"Valley Tangents"
Somewhere in Lehigh Valley, in the Great Appalachians, the duo of Russ Waterhouse and Lea Cho that makes up Blues Control spend their days creating a kind of avant-noise, psych rock and jazz experience. Once city dwellers in the borough of Queens, they’ve headed for the country and what we find on latest album Valley Tangents is the results of the move upstate. When you hear of bands going to the middle of nowhere (okay, Lehigh Valley isn’t exactly the most remote of places) to record an album, it generally ends up one of two ways: a raucous no-holds-barred party, or an introspective and restrained effort. Blues Control’s record falls into the latter category; it’s a more relaxed affair than previous album, 2009’s Local Flavor, and (generally) focuses on the quieter end of the psych spectrum.
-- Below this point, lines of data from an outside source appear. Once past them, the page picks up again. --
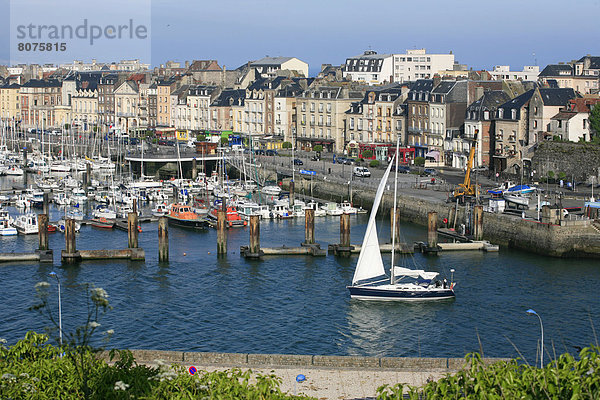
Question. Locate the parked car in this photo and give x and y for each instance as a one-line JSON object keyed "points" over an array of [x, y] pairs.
{"points": [[361, 171]]}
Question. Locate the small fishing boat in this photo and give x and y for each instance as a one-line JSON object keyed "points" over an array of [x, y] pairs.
{"points": [[232, 218], [26, 224], [5, 224], [102, 222], [160, 210], [183, 216]]}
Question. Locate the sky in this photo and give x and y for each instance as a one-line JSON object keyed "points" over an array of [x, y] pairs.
{"points": [[480, 34]]}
Word is that working with, ahem, “spiritual comedian” Laraaji (best known for his work with Brian Eno) has guided Blues Control to a more peaceful sound, and this seems to have pushed Lea Cho’s piano and keyboard skills to the fore, ahead of Waterhouse’s guitar and tape manipulations. Cho is the one responsible for the band’s “signature Debussy via Guaraldi qua Bley qua Hornsby pianisms” and immediately, on opening meditation ‘Love’s a Rondo’, her wonderfully loose playing is up close and personal and sparkles with bluesy charm. It’s a relaxed opening, but ‘Iron Pigs’ shows that time amongst nature hasn’t quite dimmed Blues Control’s desire for noise; built around Cho’s bass notes (the piano riff actually sounds like a close relation of Talk Talk’s ‘Life’s What You Make It’) and stuttering drum machine, it sets the scene for Waterhouse’s guitar and synth to go crazy all over the top of the foundations with parping ceremonial trumpet sounds and squalls of controlled feedback.
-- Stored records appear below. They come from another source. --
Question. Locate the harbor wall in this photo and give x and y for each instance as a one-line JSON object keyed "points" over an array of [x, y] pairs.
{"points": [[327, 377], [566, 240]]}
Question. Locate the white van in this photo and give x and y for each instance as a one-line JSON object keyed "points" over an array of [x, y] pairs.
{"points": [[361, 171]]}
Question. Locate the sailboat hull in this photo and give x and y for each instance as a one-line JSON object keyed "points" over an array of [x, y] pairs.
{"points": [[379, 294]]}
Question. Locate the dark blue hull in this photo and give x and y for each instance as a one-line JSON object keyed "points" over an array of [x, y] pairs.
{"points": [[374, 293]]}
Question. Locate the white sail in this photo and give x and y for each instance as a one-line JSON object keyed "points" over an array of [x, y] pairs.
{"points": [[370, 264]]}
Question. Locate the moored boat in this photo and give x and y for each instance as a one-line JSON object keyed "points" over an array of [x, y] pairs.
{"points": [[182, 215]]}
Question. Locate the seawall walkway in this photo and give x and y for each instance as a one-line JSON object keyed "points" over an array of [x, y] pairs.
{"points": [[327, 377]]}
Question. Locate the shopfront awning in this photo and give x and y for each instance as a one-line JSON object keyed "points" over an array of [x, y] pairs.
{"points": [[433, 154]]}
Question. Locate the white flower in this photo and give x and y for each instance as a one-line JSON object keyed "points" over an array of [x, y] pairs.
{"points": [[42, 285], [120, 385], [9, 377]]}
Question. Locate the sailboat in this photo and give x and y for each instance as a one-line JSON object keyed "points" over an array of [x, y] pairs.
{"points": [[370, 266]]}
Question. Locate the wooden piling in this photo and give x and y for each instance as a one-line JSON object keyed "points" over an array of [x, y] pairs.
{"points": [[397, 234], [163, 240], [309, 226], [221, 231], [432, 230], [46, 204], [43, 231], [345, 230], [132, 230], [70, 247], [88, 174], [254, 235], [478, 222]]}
That’s about as upbeat as it really gets though; ‘Opium Den/Fade To Blue’ is a claustrophobic experience with the piano buried under a metronomic drum machine and a druggy, room-spinning fuzz, while ‘Walking Robin’ recalls the ambient best of Tortoise through electric piano and twanging guitar and is perhaps the most bright and welcoming moment on the album. That’s followed by the barely-there neo-classical piano movement, ‘Open Air’, which builds on nothing but Cho’s piano until some fluttering ambient noise joins at just the right moment. It’s right here you realise that Blues Control really have benefitted from a move away from the city: there’s airiness to this track and the others, and a lightness of touch that might have been missing from a city record. Closing track ‘Gypsum’ is a freewheeling groove with Cho flying up and down the scales without a care in the world as Waterhouse tries to keep up, filling in the spaces with beats and noise, and the duo sound like they’re having the time of their lives.
There’s a time and place for the music of Valley Tangents; it’s not a record you’re going to put on again and again and should be best savoured in those quiet moments that seem few and far between these days. But when you do play it, peacefulness settles around you – if these are the results, maybe we could all do with getting out the city a little oftener.